De la Justicia, Jean Perréal, gracias al escultor Michel Colombe, nos dejó la estatua admirable y femenina para la tumba sin par que proyectó por encargo de la reina Ana, deseosa de dar a los restos de sus bienamados padres, el duque Francisco II de Bretaña y Margarita de Foix, una última morada suntuosa. Joven y, pese a su gigantesca talla, muy agradable, nuestra Temis no presenta, en principio, nada más que los dos atributos clásicos que le son habituales, es decir, la espada y la balanza. Este instrumento, aquí de dimensiones reducidas, tiene sus dos platillos al mismo nivel, y nos recuerda lo que declara el adepto anónimo, tan brillantemente traducido por Bruno de Lansac:
«… y por la fuerza de la atracción pesamos nuestros elementos en una proporción tan justa que permanecen como balanzas, sin que una parte pueda sobrepasar a la otra, pues cuando un elemento iguala a otro en virtud, de modo, por ejemplo, que el fijo no sea de ningún modo rebasado por el volátil, ni el volátil por el fijo, entonces de esta armonía nace un justo peso y una mezcla perfecta»[18].

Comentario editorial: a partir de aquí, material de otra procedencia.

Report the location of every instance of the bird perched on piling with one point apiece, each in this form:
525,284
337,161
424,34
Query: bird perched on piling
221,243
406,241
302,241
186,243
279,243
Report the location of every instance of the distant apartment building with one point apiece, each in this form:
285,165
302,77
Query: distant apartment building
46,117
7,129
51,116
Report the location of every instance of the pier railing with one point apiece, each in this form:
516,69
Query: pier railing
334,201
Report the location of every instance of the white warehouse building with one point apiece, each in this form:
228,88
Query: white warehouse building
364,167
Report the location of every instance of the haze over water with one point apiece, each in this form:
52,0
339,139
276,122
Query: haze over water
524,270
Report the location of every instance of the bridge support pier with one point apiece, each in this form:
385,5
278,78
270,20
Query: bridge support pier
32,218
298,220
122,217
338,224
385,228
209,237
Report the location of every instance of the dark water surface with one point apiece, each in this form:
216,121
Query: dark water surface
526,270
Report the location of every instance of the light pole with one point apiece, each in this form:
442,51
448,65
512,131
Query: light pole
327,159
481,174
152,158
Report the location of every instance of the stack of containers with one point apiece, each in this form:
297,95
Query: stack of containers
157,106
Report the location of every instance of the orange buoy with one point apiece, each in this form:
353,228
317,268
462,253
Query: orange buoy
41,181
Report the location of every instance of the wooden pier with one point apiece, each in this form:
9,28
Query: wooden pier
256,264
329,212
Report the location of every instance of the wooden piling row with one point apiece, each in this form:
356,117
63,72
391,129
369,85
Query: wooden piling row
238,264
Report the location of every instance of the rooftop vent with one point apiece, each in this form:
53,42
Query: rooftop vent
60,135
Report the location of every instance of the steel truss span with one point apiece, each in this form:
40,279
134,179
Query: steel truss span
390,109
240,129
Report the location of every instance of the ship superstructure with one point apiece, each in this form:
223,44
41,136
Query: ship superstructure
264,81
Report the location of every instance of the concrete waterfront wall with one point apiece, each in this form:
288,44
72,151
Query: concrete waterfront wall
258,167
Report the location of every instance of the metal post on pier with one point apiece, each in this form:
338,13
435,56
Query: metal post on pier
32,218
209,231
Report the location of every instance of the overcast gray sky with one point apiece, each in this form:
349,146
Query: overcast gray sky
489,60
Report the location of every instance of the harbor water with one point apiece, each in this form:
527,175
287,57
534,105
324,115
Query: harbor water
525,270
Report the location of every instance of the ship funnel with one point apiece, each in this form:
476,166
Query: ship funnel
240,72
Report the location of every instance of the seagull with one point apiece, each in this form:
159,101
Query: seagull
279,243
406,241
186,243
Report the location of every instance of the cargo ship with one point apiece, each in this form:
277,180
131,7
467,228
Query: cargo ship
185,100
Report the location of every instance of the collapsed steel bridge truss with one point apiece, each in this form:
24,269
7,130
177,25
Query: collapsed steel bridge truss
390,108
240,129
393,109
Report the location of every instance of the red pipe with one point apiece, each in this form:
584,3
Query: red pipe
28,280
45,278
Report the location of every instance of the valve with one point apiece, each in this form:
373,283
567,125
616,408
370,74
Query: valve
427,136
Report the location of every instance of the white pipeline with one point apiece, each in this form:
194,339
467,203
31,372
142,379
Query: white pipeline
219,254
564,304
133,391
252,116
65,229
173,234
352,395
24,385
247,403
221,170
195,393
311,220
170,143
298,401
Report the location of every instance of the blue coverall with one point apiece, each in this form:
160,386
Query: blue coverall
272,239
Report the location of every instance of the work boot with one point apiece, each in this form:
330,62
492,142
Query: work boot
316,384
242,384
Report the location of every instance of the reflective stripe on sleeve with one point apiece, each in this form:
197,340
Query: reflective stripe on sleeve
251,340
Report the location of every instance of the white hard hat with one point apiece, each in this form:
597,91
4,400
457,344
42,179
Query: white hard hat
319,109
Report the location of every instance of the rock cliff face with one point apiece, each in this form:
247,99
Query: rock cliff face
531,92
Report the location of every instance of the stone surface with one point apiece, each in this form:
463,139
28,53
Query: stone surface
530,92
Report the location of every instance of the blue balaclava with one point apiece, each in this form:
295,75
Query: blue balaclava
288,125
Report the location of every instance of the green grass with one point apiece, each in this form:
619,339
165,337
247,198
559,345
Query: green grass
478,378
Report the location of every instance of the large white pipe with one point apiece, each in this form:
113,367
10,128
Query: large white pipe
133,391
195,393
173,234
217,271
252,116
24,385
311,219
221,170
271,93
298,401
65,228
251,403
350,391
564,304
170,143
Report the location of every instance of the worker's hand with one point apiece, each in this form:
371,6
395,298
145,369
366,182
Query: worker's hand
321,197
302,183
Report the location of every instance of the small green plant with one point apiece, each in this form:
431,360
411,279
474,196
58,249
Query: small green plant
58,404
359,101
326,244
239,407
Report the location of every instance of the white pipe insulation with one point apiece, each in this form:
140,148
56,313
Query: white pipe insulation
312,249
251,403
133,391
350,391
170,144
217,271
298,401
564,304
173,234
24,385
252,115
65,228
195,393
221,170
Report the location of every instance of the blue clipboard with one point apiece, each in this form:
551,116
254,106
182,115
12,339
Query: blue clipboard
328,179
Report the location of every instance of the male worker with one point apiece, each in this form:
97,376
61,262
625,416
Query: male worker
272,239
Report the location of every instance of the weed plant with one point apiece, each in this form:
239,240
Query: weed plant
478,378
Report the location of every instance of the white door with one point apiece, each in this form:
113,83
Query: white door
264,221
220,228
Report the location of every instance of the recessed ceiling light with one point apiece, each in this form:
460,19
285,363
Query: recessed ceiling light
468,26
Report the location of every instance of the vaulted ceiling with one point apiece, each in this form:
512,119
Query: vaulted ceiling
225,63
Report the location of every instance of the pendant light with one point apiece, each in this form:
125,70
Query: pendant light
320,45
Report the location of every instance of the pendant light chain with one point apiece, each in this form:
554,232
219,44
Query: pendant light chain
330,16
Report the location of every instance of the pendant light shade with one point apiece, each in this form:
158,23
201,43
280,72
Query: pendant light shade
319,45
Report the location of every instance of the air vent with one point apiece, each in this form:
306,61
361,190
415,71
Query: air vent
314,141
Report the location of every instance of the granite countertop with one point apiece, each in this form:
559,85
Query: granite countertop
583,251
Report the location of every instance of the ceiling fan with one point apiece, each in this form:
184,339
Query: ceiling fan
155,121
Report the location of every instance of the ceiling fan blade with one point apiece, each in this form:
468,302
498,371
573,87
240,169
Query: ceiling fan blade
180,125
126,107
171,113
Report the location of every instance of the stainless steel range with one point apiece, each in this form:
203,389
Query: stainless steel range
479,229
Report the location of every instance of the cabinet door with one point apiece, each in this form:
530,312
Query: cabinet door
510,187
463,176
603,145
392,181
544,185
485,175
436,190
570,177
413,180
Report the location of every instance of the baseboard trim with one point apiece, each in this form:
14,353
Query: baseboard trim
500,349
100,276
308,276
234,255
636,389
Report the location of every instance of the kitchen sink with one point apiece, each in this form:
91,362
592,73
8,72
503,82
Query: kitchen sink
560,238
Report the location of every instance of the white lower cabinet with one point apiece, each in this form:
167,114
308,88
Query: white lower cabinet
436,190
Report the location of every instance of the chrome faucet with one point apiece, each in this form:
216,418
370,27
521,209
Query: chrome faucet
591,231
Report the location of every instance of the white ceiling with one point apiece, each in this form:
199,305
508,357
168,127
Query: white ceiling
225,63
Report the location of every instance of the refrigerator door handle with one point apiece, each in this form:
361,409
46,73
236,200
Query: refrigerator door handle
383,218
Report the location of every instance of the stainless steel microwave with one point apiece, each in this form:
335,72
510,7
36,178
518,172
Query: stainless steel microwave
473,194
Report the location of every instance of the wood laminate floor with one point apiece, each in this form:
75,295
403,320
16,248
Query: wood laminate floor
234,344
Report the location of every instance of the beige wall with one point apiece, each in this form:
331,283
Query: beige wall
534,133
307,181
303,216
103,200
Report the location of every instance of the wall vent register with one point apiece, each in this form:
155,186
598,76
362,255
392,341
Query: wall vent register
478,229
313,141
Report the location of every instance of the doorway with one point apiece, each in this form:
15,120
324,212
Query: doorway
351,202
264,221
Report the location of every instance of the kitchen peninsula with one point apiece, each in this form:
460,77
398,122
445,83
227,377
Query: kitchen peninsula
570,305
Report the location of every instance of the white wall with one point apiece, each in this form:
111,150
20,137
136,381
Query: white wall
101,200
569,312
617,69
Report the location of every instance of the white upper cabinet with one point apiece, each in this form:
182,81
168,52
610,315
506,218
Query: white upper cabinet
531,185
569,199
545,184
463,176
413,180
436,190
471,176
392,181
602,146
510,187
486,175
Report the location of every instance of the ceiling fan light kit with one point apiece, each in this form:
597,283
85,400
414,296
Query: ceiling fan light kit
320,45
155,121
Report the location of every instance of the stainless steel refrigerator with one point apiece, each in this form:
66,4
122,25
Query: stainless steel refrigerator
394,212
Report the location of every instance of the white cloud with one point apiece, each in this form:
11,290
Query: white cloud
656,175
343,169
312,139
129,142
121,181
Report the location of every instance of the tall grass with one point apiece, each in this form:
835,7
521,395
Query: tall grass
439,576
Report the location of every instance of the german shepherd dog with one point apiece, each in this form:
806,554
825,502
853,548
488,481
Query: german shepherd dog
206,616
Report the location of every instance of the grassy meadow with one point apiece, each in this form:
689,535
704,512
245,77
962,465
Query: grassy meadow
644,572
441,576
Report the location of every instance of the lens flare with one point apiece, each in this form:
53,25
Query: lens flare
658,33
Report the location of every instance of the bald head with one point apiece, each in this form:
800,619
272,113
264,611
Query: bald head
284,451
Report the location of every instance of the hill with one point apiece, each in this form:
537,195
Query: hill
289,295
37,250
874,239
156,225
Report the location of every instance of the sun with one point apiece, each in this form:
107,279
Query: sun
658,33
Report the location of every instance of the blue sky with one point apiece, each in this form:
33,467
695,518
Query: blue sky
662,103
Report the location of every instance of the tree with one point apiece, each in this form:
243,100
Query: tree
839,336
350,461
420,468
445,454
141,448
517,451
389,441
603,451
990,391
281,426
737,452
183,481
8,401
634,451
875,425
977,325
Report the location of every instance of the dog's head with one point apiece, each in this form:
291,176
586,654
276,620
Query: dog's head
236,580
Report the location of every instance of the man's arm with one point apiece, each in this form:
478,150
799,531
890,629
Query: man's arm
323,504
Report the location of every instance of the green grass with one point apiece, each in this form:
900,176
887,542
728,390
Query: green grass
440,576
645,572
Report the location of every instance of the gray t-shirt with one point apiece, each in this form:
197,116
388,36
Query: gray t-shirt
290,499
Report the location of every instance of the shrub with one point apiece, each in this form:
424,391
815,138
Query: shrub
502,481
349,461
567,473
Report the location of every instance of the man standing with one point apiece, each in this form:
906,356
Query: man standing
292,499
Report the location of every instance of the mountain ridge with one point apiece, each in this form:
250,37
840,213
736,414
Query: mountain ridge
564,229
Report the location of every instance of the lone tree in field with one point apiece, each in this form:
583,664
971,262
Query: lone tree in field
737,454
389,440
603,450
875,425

Ponderabilidad singular, por la cual la balanza de Perréal se aplica contra el libro, abierto de par en par, examinado a menudo por nosotros, siguiendo al maestro en la presente obra. Se verá en ella, en el capítulo de Los guardias de corps de Francisco II, duque de Bretaña, lo que disimula de enseñanza rara la alegoría, en apariencia exotérica, de las cuatro virtudes cardinales que se yerguen en los ángulos del mausoleo nantés.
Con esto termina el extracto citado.